Y ahí reside el problema para el que la frustración y el desánimo político podrían actuar como solución: ¿Cómo combinar este enfoque “administrativo” y esencialmente reaccionario de nuestro fracaso colectivo, con la competencia política, en una situación en que la competencia es efectiva porque, salvo pocas excepciones, en todo el territorio del país hay fuerzas políticas de oposición coaligadas que ofrecen una alternativa? Lo que más necesita el oficialismo en circunstancias como esta es que la decepción de quienes esperaban algo más de su parte no se transforme en bronca, en un voto castigo a través de otras ofertas ahora más atractivas, que se quede en desánimo, en una muda frustración. Y hay que decir que muy lejos de conseguirlo no está, si nos atenemos a los datos que exponíamos al comienzo: si la mayoría se convence de que este país no tiene futuro, estará más dispuesta a seguir avalando a quienes le aseguran una mínima supervivencia, o por lo menos no va a tener mayor interés en apostar por otra salida, y muchos más se quedarán en su casa el día de la votación.
Es curioso cómo el oficialismo combina esta apuesta a la resignación con un discurso que promete “recuperar la felicidad perdida”. Que tal como explicó Cristina Kirchner, sería la que ella nos ofreció hasta 2015. Con lo cual la única “utopía” que nos plantea el Gobierno consistiría en regresar a ese “momento de extravío” y tratar de que, repitiendo ellos sus recetas, los resultados sean distintos.

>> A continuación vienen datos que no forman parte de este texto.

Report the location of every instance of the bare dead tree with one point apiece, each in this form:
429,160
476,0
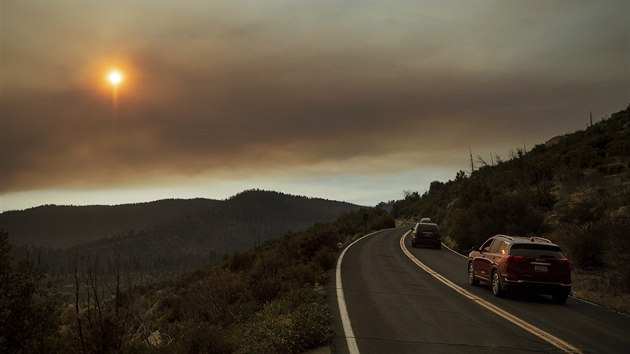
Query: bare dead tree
76,305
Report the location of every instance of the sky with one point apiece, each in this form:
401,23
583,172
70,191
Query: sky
344,100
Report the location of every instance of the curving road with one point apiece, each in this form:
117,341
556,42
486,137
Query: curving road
394,306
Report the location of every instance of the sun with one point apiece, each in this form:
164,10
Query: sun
115,77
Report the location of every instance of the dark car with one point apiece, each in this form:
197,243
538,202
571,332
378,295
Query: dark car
426,234
525,264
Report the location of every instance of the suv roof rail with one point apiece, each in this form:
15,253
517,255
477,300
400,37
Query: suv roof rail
505,236
540,239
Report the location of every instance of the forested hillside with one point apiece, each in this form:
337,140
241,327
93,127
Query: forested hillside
266,300
575,189
162,235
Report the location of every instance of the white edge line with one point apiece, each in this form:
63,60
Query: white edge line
576,298
341,301
549,338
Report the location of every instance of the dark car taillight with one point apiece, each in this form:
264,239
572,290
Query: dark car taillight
565,263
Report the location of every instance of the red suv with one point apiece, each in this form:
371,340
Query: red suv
513,263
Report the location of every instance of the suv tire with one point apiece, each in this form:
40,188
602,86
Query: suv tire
497,288
471,276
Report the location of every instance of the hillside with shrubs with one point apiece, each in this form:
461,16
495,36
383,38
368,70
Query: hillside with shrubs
574,189
269,299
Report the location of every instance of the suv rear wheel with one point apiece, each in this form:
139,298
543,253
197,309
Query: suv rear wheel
471,275
497,289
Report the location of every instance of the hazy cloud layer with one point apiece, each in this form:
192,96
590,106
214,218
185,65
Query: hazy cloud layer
249,88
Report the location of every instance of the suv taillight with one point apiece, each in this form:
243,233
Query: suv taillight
514,259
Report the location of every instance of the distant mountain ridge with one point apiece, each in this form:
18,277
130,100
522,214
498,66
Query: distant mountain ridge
168,230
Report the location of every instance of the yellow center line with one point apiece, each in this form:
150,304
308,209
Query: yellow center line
547,337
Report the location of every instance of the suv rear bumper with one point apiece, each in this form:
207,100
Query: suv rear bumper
426,241
536,287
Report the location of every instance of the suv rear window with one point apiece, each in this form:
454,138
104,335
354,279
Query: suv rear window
536,250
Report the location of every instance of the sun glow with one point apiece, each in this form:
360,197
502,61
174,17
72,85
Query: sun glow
115,77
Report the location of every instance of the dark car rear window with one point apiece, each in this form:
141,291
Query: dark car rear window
428,228
536,250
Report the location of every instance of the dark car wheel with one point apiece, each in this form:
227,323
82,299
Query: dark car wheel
560,298
471,276
497,289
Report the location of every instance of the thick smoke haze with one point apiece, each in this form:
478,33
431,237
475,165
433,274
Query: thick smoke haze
306,95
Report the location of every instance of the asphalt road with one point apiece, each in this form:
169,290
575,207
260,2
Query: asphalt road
394,306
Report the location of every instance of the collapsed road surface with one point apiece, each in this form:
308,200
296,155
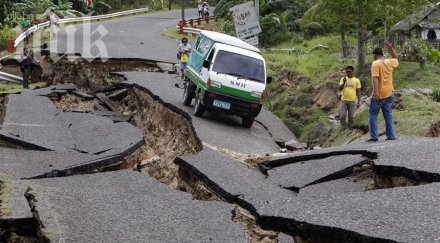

Ante lo que cabe preguntarse: si todo resultó tan mal, ¿por qué pensar que, volviendo por el mismo camino, las cosas podrían salir mejor de cómo resultaron?, ¿repitiendo lo que no funcionó no terminaríamos obteniendo cada vez peores resultados? Es el problema de siempre de estas promesas revisionistas con que juega todo el tiempo el kirchnerismo, suponen que lo que está mal es lo que hicieron los demás, ellos solo tienen que repetirse, hasta el cansancio.
¿Puede la oposición contrarrestar estas operaciones de desaliento?, ¿podrá entusiasmar a votantes tan escépticos y desanimados como se han vuelto muchos de los argentinos? Por ahora no ha hecho mucho por encarar esta cuestión. La competencia en la mayor parte de los distritos del país entre distintas listas de candidatos, algo inédito en la historia de las PASO, y que habla bien de su compromiso pluralista, hay que ver si ayuda o entorpece esa tarea: puede ser un factor de movilización o todo lo contrario, habrá que ver si pasadas esas internas las distintas corrientes fortalecen la cooperación y la confianza que las mantiene unidas, o los derrotados se desaniman, y ayudan a desanimar a los ciudadanos de a pie.